Well, there's no problem having smaller/greater elements in any of the files. Here is an example of the external sort process:
Your initial data:
data = [2, 5, 3, 7, 1, 6, 4, 8, 9]
Considering you have only 3 units of memory, you'd have the following shards, and results of sorting:
d1 = [2, 5, 3] -> sorting -> d1 = [2, 3, 5]
d2 = [7, 1, 6] -> sorting -> d2 = [1, 6, 7]
d3 = [4, 8, 9] -> sorting -> d3 = [4, 8, 9]
As you have three available units, you can read from the three shards at the same time, so, you'd have:
d = [], d1 = [2, 3, 5], d2 = [1, 6, 7], d3 = [4, 8, 9] -> min(d1, d2, d3) = 1
d = [1], d1 = [2, 3, 5], d2 = [6, 7], d3 = [4, 8, 9] -> min(d1, d2, d3) = 2
d = [1, 2], d1 = [3, 5], d2 = [6, 7], d3 = [4, 8, 9] -> min(d1, d2, d3) = 3
d = [1, 2, 3], d1 = [5], d2 = [6, 7], d3 = [4, 8, 9] -> min(d1, d2, d3) = 4
d = [1, 2, 3, 4], d1 = [5], d2 = [6, 7], d3 = [8, 9] -> min(d1, d2, d3) = 5
d = [1, 2, 3, 4, 5], d1 = [], d2 = [6, 7], d3 = [8, 9] -> min(d1, d2, d3) = 6
d = [1, 2, 3, 4, 5, 6], d1 = [], d2 = [7], d3 = [8, 9] -> min(d1, d2, d3) = 7
d = [1, 2, 3, 4, 5, 6, 7], d1 = [], d2 = [], d3 = [8, 9] -> min(d1, d2, d3) = 8
d = [1, 2, 3, 4, 5, 6, 7, 8], d1 = [], d2 = [], d3 = [9] -> min(d1, d2, d3) = 9
d = [1, 2, 3, 4, 5, 6, 7, 8, 9], d1 = [], d2 = [], d3 = [] -> []

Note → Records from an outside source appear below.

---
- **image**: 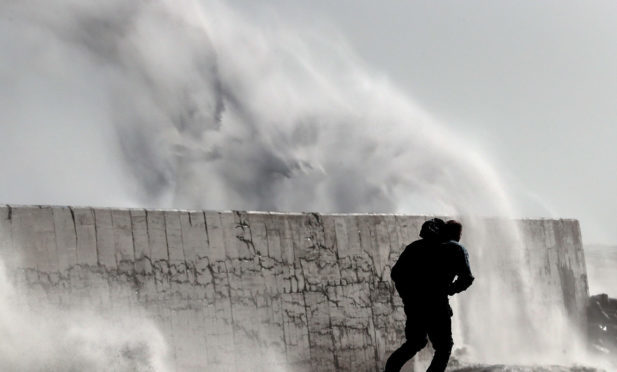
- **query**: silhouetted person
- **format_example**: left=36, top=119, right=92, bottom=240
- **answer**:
left=386, top=218, right=474, bottom=372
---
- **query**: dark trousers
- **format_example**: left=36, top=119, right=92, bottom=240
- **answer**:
left=385, top=305, right=454, bottom=372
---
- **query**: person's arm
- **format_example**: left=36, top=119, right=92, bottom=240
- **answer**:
left=390, top=247, right=410, bottom=284
left=448, top=244, right=474, bottom=296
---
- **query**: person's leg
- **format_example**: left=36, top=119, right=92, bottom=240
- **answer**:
left=426, top=314, right=454, bottom=372
left=385, top=315, right=428, bottom=372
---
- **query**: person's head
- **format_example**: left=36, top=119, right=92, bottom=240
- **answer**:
left=443, top=220, right=463, bottom=242
left=420, top=218, right=446, bottom=240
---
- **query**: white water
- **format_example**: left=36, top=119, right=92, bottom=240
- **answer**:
left=0, top=0, right=600, bottom=370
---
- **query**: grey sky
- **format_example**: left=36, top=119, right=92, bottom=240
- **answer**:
left=232, top=0, right=617, bottom=243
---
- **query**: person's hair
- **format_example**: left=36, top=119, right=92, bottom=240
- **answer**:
left=443, top=220, right=463, bottom=240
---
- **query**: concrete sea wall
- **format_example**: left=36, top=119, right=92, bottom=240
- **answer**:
left=0, top=206, right=587, bottom=371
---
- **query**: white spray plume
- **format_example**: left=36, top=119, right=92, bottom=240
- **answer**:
left=0, top=262, right=169, bottom=372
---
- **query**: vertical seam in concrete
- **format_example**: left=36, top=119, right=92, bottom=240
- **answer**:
left=223, top=257, right=238, bottom=371
left=88, top=208, right=101, bottom=266
left=69, top=207, right=80, bottom=264
left=302, top=290, right=313, bottom=365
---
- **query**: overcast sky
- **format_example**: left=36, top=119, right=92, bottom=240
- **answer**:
left=231, top=0, right=617, bottom=243
left=0, top=0, right=617, bottom=244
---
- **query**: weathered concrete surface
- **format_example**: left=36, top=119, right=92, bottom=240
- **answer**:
left=0, top=206, right=587, bottom=371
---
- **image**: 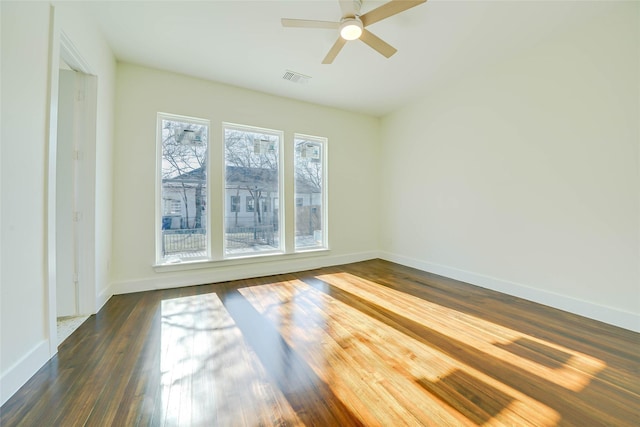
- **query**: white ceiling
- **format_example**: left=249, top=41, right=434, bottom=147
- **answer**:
left=75, top=0, right=604, bottom=116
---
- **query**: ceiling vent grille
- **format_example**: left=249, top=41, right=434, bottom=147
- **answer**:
left=282, top=70, right=311, bottom=85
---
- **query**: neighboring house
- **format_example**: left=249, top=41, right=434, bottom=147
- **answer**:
left=162, top=166, right=322, bottom=234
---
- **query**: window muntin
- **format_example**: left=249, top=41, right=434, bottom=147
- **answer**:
left=294, top=135, right=327, bottom=251
left=224, top=124, right=282, bottom=256
left=229, top=196, right=240, bottom=212
left=157, top=113, right=210, bottom=263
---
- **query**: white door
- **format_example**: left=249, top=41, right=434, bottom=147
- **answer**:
left=56, top=69, right=79, bottom=317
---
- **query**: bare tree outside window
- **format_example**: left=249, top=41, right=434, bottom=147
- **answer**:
left=224, top=125, right=281, bottom=255
left=159, top=115, right=208, bottom=260
left=294, top=136, right=326, bottom=250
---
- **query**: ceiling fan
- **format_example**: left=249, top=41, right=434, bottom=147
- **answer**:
left=282, top=0, right=427, bottom=64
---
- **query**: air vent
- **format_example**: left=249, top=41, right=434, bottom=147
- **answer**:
left=282, top=70, right=311, bottom=85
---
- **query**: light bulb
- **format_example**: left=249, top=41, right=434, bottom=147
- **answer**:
left=340, top=19, right=362, bottom=40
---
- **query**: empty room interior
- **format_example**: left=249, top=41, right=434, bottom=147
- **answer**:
left=0, top=0, right=640, bottom=426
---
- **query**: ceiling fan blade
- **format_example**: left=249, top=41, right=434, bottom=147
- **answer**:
left=360, top=29, right=398, bottom=58
left=338, top=0, right=360, bottom=18
left=322, top=37, right=347, bottom=64
left=360, top=0, right=427, bottom=27
left=281, top=18, right=340, bottom=30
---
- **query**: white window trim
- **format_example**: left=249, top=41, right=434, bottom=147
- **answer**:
left=221, top=122, right=287, bottom=260
left=155, top=112, right=212, bottom=266
left=292, top=133, right=329, bottom=253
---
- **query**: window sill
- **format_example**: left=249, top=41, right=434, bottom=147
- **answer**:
left=153, top=248, right=331, bottom=273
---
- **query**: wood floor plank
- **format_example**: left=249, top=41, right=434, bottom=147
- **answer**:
left=0, top=260, right=640, bottom=427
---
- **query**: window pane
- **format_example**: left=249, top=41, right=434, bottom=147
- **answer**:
left=294, top=136, right=326, bottom=250
left=159, top=118, right=209, bottom=262
left=224, top=126, right=281, bottom=255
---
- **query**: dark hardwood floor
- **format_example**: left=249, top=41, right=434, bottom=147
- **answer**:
left=0, top=260, right=640, bottom=427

What you may be concerned about is when you have limitation enough to allow you not to read at least one element from each file, or even if the decision was simply to read more elements from a given file, leaving behind another file to be read.
This is the same as the process above, with the only difference that, after reading, say, two files, and merging the data between them, you'd have to read from the third file and from the last file generated, which is the merge of files 1 and 2.
Since both the third file and the last file generated are surely sorted, you are able to sequentially scan the data from both files, merging the entries into an unique result.